PAPS: A Scalable Framework for Prioritization and Partial Selection of Security Requirements
This addresses resource allocation challenges in software security for developers and organizations, though it appears incremental by building on existing prioritization techniques.
The paper tackles the problem of ignoring or postponing lower-priority security requirements due to resource constraints, which can leave vulnerabilities unattended and affect other requirements; it proposes a goal-based framework for partial selection to reduce the number of ignored requirements and mitigate adverse impacts.

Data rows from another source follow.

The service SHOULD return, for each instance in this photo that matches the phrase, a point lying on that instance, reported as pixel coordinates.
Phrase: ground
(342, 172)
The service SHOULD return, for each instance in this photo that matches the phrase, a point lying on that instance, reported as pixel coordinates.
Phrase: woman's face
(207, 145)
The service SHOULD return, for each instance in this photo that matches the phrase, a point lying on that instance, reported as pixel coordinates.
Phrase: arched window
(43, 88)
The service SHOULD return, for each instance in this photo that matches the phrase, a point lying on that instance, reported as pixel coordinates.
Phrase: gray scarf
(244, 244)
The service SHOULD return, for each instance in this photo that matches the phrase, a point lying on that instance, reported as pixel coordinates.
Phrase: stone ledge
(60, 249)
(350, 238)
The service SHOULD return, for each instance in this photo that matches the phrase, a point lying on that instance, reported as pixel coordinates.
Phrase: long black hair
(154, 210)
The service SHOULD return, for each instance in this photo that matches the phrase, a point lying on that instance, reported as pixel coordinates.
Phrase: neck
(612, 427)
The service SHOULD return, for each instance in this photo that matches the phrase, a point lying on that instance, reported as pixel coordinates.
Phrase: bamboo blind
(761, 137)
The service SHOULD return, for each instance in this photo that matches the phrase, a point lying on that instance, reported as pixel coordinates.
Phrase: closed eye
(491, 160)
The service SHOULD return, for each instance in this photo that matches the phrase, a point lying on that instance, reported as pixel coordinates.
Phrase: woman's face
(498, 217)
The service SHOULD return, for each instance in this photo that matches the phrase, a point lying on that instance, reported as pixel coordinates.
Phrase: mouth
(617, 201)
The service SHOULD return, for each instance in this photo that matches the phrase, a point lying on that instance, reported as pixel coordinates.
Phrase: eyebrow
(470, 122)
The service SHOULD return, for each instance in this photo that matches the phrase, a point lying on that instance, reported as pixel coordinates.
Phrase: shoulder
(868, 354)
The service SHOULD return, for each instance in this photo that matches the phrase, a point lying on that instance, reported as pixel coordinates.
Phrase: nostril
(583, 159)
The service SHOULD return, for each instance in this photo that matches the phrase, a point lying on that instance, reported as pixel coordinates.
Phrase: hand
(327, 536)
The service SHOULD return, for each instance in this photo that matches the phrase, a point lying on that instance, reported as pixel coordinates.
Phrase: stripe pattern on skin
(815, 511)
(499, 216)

Owing to resource constraints, the existing prioritization and selection techniques for software security requirements (countermeasures) find a subset of higher-priority security requirements ignoring lower-priority requirements or postponing them to the future releases. Ignoring or postponing security requirements however, may on one hand leave some of the security threats (vulnerabilities) unattended and on the other hand influence other security requirements that rely on the ignored or postponed requirements. To address this, we have proposed considering partial satisfaction of security requirements when tolerated rather than ignoring those requirements or postponing them to the future. In doing so, we have contributed a goal-based framework that enables prioritization and partial selection of security requirements with respect to security goals. The proposed framework helps reduce the number of ignored (postponed) security requirements and consequently reduce the adverse impacts of ignoring security requirements in software products.